Bemused, Henry obeyed and found himself on top of the flat disk of the spacecraft. O’Flannagain joined him, walking over to the most obvious feature of the disk: a man-sized groove running from one edge to the other.

“What does this look like to you, ser?”

“Missile mount,” Henry said instantly, but his eyes narrowed as he studied the size. “That is not the size of a fighter missile.”

“No, it’s not,” his CAG confirmed. “That’s a full-sized missile, ser. We’ll be able to draw our birds from Raven’s main magazines. And vice versa—we’ve stocked the flight-deck magazines with full-size missiles, though there’s no cross-loading systems.”

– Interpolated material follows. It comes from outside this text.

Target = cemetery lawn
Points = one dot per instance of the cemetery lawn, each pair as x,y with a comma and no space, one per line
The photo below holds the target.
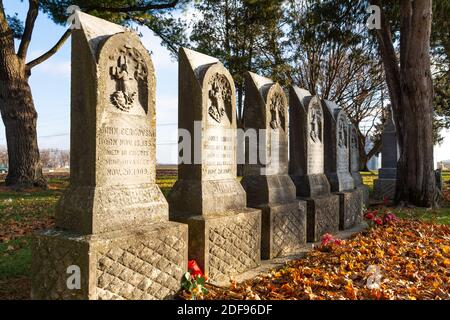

“We’ll fix that with the next generation of ships, I presume,” Henry murmured. He’d been involved in the discussions around several of the SF-122’s predecessors, and the fact that they couldn’t spare the mass for full-size missiles had been a perennial nightmare.

“How?”

“Amount of mass falling into the gravity well the GMS creates is irrelevant,” O’Flannagain told him. “So long as the birds fit in the bubble, we’re good to go.”

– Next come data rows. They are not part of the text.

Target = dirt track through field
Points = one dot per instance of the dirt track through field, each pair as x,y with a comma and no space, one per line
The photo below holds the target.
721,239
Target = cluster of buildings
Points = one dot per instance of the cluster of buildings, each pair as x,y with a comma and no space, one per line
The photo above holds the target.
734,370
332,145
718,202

Henry nodded and then the dark-skinned Chinese-American smiled at his CAG.

“So, given all of that, is the fighter wing ready for deployment?”

O’Flannagain drew herself up straight and sharply saluted.

“Ser, yes, ser!” she barked. “I could use live flight time on the Lancers for my people, but we had the swap-over well planned. If Raven is ready to go, ser, we’re ready to go.”

“We’ll find the time for those exercises, probably en route,” Henry told her. “I have a meeting with Admiral Hamilton this afternoon, and I was hoping to tell her everything was green and ready to deploy.”

“Getting twitchy away from the action, ser?” his CAG asked. “Or away from the ambassador?”

He waved a warning finger at his subordinate.

“Are you ever going to stop trying to matchmake, Commander?” he said.

“In the general situation or the specific, ser?” O’Flannagain replied, then laughed. “Though, to be fair, the answer is the same for both: no, not really.”

“Why didn’t I cashier you, again?” Henry asked, but he was chuckling as he did.

“Because I keep hauling the entire ship out of the fire, ser,” she said. “And I’ve got your back. Down to hell and up to the other one, wherever you lead us. Enjoy your meeting, boss. The fighter wing is ready to go.”

 

 

Lieutenant Colonel Tatanka Iyotake was waiting just outside the flight deck, the broad-shouldered Lakota officer looking as tired as Henry felt.

“XO,” Henry greeted him. “Report.”

“You told me to meet you here,” Iyotake replied. “What do you need?”

“A report on the ship’s status,” Henry said. “While I head to the airlock. Walk with me, Iyotake?”

“Of course, ser.” The executive officer fell into pace beside Henry. “All of our damage is repaired. All weapons systems, defenses, power plants and heat radiators are online. Sensors are still in testing, but I expect them to clear those tests with flying colors by the end of the day.